ギラン・バレー症候群は患者の約4割が職業変更を迫られる難病
 ギラン・バレー症候群の治療は、回復を早めるために免疫グロブリン療法や血漿交換療法が行われるのが一般的だ。しかし、重症例には、現在の治療法は十分ではなく、強い炎症による大きなダメージが末梢神経に生じる。

 実際、患者の約5%が死亡に至り、約2割は急性期を過ぎた後も重い麻痺や感覚低下が残り、約4割で職業変更を迫られる。そのため、ギラン・バレー症候群の新たな治療が望まれていた。

ギラン・バレー症候群治療6ヵ月で、7割以上が後遺症をほぼ残さずに回復
 今回、桑原氏らの研究グループは、発症間もないギラン・バレー症候群の重症患者34例を対象に、免疫グロブリン療法に加えて、エクリズマブの効果を検討する臨床試験を行った。本研究は、厚生労働科学研究受託事業、日本医療研究開発機構(AMED)の支援を受けて実施された第II相多施設共同前向き試験である。
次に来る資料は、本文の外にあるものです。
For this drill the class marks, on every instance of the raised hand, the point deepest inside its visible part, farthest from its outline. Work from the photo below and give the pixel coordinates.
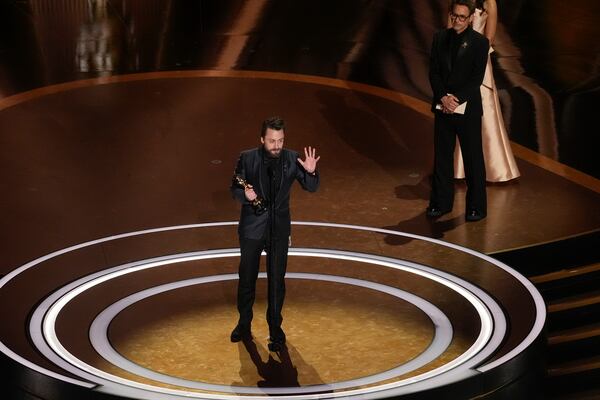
(310, 162)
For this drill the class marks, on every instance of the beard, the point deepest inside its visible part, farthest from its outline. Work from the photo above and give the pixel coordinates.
(275, 153)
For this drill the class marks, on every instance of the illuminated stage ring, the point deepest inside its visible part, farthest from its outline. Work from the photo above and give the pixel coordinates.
(535, 331)
(485, 344)
(100, 341)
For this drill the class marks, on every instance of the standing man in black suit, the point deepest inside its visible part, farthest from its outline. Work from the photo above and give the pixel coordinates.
(457, 65)
(268, 173)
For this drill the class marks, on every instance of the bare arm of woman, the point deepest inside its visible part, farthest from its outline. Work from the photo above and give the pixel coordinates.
(492, 20)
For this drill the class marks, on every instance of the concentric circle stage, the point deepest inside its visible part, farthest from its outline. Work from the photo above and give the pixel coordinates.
(360, 324)
(118, 187)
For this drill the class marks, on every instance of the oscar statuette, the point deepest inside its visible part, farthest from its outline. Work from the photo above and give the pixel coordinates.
(258, 203)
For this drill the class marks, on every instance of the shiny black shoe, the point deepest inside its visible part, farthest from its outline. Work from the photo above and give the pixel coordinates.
(434, 212)
(276, 346)
(277, 340)
(240, 333)
(474, 215)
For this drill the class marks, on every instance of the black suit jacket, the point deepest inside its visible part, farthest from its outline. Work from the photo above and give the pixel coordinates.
(249, 167)
(464, 78)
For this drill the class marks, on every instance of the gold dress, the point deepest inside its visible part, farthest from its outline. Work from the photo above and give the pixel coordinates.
(500, 163)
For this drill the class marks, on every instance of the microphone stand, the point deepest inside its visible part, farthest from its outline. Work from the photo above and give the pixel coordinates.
(271, 258)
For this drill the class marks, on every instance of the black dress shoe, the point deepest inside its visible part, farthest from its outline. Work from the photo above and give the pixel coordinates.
(434, 212)
(276, 346)
(240, 333)
(474, 215)
(277, 340)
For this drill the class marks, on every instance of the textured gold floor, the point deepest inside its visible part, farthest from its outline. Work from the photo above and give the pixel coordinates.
(335, 333)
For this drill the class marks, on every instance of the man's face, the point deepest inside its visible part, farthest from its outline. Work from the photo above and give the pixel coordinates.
(273, 142)
(460, 18)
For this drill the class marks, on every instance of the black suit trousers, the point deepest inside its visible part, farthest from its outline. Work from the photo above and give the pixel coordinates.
(277, 252)
(468, 129)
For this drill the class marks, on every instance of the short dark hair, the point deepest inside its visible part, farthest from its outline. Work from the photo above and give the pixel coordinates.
(470, 4)
(275, 123)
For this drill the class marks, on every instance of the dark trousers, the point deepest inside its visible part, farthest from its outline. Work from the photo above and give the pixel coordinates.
(468, 129)
(277, 252)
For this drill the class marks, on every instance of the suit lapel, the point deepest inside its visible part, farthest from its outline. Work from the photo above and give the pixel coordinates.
(462, 47)
(259, 168)
(284, 169)
(447, 51)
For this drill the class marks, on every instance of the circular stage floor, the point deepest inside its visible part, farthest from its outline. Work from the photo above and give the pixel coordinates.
(117, 191)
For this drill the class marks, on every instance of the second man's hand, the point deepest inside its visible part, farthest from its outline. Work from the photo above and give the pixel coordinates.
(310, 161)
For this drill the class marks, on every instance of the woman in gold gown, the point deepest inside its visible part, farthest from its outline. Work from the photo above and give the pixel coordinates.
(500, 165)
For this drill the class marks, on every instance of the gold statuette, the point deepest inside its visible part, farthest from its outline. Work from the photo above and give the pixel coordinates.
(258, 203)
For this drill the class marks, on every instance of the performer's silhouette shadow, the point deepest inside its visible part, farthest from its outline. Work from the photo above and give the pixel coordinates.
(420, 224)
(278, 370)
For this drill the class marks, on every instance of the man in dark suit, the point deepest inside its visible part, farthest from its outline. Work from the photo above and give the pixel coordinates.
(457, 65)
(269, 172)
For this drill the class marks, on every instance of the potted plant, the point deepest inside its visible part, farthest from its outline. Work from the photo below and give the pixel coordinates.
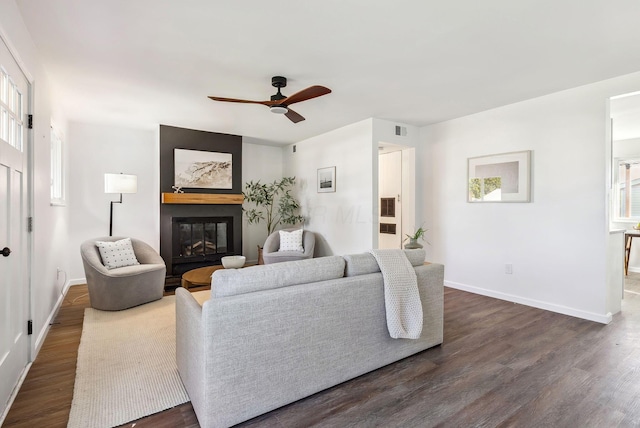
(413, 239)
(273, 203)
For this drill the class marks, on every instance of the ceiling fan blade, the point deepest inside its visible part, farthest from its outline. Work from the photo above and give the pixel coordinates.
(236, 100)
(306, 94)
(293, 116)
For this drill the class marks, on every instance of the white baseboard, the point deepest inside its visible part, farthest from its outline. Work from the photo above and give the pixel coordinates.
(14, 394)
(565, 310)
(78, 281)
(37, 345)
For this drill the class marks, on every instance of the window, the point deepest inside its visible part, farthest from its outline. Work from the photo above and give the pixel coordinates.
(57, 168)
(627, 190)
(11, 114)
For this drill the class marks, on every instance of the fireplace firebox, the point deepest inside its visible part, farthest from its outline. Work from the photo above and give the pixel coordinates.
(200, 241)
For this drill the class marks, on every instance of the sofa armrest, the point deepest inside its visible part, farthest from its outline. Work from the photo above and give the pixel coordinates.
(190, 345)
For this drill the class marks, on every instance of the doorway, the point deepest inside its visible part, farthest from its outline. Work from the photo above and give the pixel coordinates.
(396, 194)
(625, 177)
(14, 184)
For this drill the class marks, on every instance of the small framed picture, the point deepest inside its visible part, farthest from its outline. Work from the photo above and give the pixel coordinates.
(505, 177)
(327, 179)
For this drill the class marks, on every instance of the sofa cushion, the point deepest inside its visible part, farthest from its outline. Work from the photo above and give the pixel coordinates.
(115, 254)
(364, 263)
(291, 241)
(229, 282)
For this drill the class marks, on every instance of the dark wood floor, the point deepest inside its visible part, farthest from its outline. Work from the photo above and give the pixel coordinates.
(501, 364)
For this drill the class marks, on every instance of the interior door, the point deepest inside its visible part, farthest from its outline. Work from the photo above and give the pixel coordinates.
(390, 200)
(14, 281)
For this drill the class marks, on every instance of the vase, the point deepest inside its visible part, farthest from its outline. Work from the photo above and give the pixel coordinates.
(260, 259)
(413, 244)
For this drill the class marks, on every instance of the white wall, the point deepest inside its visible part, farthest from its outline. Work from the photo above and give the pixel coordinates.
(342, 220)
(50, 223)
(264, 163)
(94, 150)
(558, 242)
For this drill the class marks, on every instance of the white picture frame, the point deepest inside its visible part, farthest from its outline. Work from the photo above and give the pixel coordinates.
(327, 179)
(504, 177)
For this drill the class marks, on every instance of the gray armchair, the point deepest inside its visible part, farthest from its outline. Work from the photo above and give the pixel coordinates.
(270, 253)
(124, 287)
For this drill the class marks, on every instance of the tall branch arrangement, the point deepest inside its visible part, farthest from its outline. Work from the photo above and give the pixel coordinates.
(273, 203)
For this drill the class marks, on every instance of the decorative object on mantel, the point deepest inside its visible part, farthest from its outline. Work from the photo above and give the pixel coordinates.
(273, 203)
(413, 239)
(202, 198)
(119, 183)
(503, 177)
(233, 262)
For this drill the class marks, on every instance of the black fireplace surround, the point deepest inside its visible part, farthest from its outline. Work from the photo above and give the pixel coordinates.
(199, 241)
(197, 235)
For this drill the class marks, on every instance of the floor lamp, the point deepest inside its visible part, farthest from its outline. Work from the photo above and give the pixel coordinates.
(119, 183)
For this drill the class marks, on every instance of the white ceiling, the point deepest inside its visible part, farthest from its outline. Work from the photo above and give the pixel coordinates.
(143, 62)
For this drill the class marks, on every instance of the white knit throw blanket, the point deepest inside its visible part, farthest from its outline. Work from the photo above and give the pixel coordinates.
(401, 297)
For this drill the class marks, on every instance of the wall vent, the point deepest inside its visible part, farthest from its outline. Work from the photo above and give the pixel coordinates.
(401, 131)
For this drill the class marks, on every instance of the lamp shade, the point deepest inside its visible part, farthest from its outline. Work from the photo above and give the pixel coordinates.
(120, 183)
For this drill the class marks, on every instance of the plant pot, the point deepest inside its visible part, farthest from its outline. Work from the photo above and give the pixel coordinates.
(413, 244)
(260, 259)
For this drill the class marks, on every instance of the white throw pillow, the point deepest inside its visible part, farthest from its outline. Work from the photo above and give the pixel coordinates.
(117, 253)
(291, 241)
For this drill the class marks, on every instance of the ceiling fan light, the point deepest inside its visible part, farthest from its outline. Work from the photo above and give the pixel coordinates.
(279, 109)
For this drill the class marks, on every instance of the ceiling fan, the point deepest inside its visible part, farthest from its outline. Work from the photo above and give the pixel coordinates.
(280, 103)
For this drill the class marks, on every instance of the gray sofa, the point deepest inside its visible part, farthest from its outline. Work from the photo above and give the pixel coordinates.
(273, 334)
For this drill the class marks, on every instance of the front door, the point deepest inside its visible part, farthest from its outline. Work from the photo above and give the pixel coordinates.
(14, 280)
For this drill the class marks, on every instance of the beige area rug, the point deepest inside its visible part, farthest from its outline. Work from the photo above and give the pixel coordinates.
(127, 365)
(632, 283)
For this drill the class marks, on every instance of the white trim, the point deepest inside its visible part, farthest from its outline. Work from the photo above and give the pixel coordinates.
(14, 52)
(37, 345)
(14, 394)
(565, 310)
(71, 282)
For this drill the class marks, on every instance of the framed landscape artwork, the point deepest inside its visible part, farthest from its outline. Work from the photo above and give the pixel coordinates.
(327, 179)
(503, 177)
(202, 170)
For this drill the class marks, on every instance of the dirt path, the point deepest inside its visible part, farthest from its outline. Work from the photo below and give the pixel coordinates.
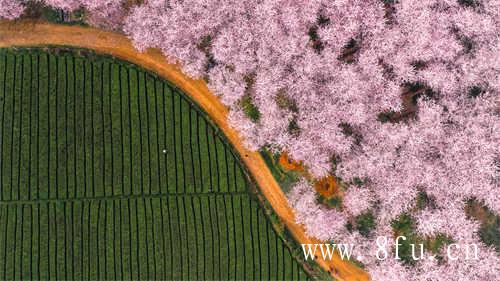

 結果は、エクリズマブ投与により、ギラン・バレー症候群の治療開始4週時点で自力歩行可能まで回復した患者が61%(従来治療:プラセボ群では45%)、24週時点で走行可能まで回復した患者が74%(プラセボ群では18%)に認められた。

 ただし、推定期待値を下回る結果であったため、統計学的には有意な有効性との結論には至らなかった。

 関連が否定できない重篤な有害事象として、アナフィラキシー、脳膿瘍が認められたが、いずれの患者も回復。死亡、髄膜炎菌感染は認められていない。

ギラン・バレー症候群に対する25年ぶりの新規治療の可能性に寄せられる期待
 桑原氏はこの結果を受け、「本試験は規模も小さく、統計学的に有意と結論できる有効性は検出できなかったものの、治療開始6ヵ月で、7割以上が走ることができるまでに回復したという事実は、ギラン・バレー症候群の克服を予感させる結果である」とコメントしている。

 今後は、検証的な第III相試験に向けた取り組みを行い、最終的には、臨床現場で薬が実際に利用できるようになることを目指すという。

 25年以上進歩のなかったギラン・バレー症候群の新規治療の可能性に、世界中の専門家が大きな期待を寄せている。